Day 2: Sintra – Cascais NP
This day we spent mostly googling where to stay next. We reached some eco-camping. Price was appealing, but once we saw the conditions (dry toilet, surrounded by chickens and organic gardens), we said “no, thank you”. The Sintra National Park is very beautiful. Existing vegetation is dense and juicy green. The main national road N247 goes in loops up and down between 200 and 300 m above the sea level. Pena Palace of Sintra is the highest point of the hill.
When we were on our way to Cabo da Roca, it was about time for the sunset. Seems like there are two micro climates. Along the coastline it was foggy and chilly, while more interior, 200 m above – warm and sunny. We were reaching one of the many curves, when suddenly the trees opened up with a view towards the sea. We stopped the car right after a guy who had noticed exactly the same scene. Pillows of clouds on the horizon and the sun right above them. That view you see only from the plane, unforgettable. Once arriving to Cabo da Roca, it was foggy and windy again. You could barely see the surface of the water, certainly a unique sight. It is the most western point of continental Europe.

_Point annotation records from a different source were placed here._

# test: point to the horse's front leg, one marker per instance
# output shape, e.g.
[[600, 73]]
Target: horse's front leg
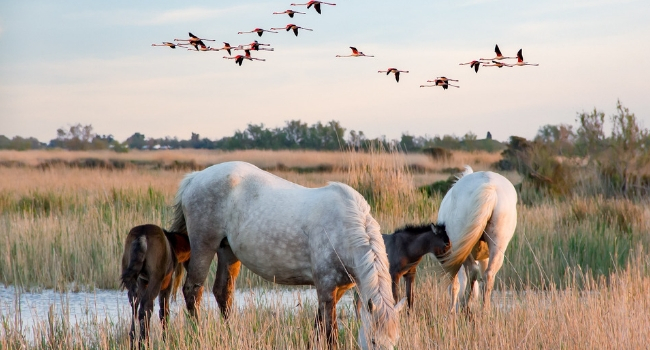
[[228, 267], [409, 278], [197, 271]]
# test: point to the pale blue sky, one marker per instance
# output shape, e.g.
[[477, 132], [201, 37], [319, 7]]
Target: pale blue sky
[[67, 62]]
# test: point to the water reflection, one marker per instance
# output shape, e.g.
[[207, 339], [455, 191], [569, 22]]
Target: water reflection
[[26, 310]]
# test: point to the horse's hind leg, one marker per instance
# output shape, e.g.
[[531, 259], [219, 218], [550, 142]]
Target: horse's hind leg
[[224, 284], [326, 317]]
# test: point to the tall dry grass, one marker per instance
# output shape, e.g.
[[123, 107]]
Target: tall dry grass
[[576, 273], [607, 313]]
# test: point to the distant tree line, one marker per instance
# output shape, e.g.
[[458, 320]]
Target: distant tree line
[[294, 135]]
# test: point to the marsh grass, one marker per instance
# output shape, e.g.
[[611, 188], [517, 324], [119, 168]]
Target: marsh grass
[[605, 313], [576, 273]]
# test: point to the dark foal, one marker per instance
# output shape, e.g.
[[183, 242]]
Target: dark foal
[[406, 247], [152, 265]]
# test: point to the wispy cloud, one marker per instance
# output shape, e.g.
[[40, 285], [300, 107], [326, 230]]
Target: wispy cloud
[[190, 14], [155, 18]]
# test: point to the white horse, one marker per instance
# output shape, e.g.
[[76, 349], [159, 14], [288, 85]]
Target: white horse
[[480, 214], [287, 234]]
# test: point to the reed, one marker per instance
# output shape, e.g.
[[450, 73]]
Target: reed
[[605, 313]]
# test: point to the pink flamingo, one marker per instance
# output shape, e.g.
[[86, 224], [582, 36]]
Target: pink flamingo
[[473, 64], [239, 59], [259, 31], [166, 43], [255, 45], [293, 27], [289, 12], [394, 71], [520, 60], [227, 47], [498, 57], [441, 81], [316, 5], [355, 53], [195, 41], [497, 64]]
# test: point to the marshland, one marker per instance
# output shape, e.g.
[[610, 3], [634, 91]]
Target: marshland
[[576, 273]]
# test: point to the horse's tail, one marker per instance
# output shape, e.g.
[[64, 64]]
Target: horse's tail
[[137, 255], [178, 217], [371, 267], [482, 200]]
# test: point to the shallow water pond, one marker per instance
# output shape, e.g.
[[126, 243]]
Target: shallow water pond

Outdoor activities you could try in Sintra
Day 3: Praia da Ursa
We were left with no choice – 2 nights in a hostel. In this are there are very few camping parks, and even those ones are overpriced during the summer season. We returned to Cabo da Roca area to see one of those beaches you see in National Geographic.
Praia da Ursa
I liked the sign at the beginning of the trail down the cliff. It said something like this: “Access is not easy; Clean up your Rubbish; Dangerous: Rockfalls; Nudist beach, be respectful.” Everything was true besides the part of nudists. Most of the people were actually foreigners. What was truly surprising was how people were able to climb down with umbrellas, food containers, fridges and small kids. It´s a tricky climb, so imagine extra kids to worry about. In contrast to the majority of Mediterranean beaches I had seen before, Pria da Ursa was stunning, wild and dangerous.

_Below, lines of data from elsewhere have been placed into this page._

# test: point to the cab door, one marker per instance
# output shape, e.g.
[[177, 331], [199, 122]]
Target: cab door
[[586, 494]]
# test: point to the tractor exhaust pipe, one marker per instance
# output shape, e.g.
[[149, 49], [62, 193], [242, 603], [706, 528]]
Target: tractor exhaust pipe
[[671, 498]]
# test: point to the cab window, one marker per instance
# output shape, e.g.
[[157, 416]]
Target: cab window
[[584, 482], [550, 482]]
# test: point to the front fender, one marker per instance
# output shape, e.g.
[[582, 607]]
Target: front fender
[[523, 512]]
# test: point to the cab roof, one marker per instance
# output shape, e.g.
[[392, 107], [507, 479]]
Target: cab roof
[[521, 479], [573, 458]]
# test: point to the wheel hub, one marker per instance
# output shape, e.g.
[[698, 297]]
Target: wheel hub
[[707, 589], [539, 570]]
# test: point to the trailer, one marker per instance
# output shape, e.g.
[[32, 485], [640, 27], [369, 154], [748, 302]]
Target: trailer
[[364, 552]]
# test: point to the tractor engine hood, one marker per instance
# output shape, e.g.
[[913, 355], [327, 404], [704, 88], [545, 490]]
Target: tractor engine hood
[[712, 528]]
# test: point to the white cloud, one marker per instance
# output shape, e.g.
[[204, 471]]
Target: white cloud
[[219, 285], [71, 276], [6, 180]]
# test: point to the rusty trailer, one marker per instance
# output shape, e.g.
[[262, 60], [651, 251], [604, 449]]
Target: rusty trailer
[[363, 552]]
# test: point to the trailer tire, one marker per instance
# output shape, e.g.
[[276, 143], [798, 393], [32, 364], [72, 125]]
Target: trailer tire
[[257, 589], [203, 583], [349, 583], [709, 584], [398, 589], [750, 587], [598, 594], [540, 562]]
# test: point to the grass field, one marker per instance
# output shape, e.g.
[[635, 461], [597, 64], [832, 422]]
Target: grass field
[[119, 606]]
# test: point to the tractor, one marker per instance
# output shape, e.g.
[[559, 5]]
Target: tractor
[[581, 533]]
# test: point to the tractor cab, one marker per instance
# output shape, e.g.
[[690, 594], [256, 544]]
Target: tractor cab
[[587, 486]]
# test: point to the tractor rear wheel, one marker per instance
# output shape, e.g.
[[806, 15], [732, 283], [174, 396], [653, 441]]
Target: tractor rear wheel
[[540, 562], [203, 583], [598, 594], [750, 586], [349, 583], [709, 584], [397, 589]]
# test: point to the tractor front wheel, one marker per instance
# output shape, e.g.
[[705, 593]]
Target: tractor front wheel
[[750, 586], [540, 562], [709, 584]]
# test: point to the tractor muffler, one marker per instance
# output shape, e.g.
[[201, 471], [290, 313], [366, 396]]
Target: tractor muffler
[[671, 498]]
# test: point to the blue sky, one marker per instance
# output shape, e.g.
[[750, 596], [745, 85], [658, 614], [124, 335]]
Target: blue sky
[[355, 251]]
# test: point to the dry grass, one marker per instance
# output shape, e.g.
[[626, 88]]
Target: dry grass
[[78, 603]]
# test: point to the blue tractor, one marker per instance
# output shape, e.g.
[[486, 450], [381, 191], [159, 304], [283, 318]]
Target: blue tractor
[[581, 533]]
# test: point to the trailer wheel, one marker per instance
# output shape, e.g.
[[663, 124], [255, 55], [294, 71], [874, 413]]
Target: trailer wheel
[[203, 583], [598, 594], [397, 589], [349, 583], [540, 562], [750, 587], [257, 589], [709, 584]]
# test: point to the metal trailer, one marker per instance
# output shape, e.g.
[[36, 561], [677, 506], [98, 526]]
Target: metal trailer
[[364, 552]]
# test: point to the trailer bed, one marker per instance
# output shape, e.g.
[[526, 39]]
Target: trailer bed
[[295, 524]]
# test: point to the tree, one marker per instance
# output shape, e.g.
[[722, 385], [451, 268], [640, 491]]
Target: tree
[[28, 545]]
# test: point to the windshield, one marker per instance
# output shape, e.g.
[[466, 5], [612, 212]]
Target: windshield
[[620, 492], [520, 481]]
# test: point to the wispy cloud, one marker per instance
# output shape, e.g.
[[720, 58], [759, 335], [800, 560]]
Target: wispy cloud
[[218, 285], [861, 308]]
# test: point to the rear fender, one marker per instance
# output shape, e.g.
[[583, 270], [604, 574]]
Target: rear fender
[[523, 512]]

Day 4: Sesimbra, Praia do Cavalo
Sesimbra is located on Arrabida Peninsula. Our goal initially was to explore the beaches along the coast of Serra da Arrabida Nature park. Unfortunately the roads were cut and the only access was by bus from Setubal. Lucky for us, our camping was right next to another secluded beach. The hike is long and challenging, around 1 km, and the beach itself looks like one of those tropical beaches. Vertical rock sculptures surrounded by cyan, crystal clear water. Unlike the first beach, Praia do Cavalo has calm and peaceful water. This beach was not as well kept secret as the others, since there are boats bringing people from the main beach.
Soak up the sun on Praia da Ribeiro do Cavalo and Praia da Baleeira with this Sesimbra and Arrabida’s Secret Beaches and Bays
Day 5: Troia, Praia de Bico das Lulas
Our last beach was Troia. Within a 40 min drive we reached Setubal and took a ferry to cross the canal. This area is a nature reserve and is the only place in Europe where you can see Dolphins! And we were lucky enough to see them! Three of them appeared for a show, bouncing in and out and then with a high jump disappearing underwater. The access to the beach is made out of wooden passages respecting the existing vegetation. The beach was long and sandy, again very clear water and almost no undulation.

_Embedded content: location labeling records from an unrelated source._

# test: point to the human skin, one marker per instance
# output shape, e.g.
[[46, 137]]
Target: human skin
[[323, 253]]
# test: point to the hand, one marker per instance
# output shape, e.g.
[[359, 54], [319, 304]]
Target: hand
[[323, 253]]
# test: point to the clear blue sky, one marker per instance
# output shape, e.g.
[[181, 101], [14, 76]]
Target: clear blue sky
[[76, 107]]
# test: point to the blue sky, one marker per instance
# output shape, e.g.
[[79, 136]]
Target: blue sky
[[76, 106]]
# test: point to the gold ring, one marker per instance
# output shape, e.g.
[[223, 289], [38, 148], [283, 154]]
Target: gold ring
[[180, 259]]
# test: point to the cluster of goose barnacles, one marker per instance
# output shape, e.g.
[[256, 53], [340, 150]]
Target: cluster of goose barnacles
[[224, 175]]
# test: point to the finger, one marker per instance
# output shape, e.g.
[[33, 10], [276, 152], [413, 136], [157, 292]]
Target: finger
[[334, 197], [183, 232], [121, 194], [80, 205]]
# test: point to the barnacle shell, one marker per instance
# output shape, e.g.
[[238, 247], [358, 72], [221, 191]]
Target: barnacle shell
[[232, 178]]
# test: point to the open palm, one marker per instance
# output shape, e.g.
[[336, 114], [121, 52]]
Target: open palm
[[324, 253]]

The last day we spent returning to Porto, around 400 km. This trip was a short sneak-peak. If I were to come here again I would explore also Costa da Caparica, the Serra da Arrabida Nature Park which has many hiking trails and one of the most scenic roads in Europe, as well as local wineries. My recommendation for beaches: Praia de Galapinhos.
We are still beginners in camping. We are still learning what is the equipment and the amount of prior planning needed for the travel to go smoothly. The cooking outdoors thing was new for me and it turned out quite fun! It´s an advantage to have a car when camping and changing locations.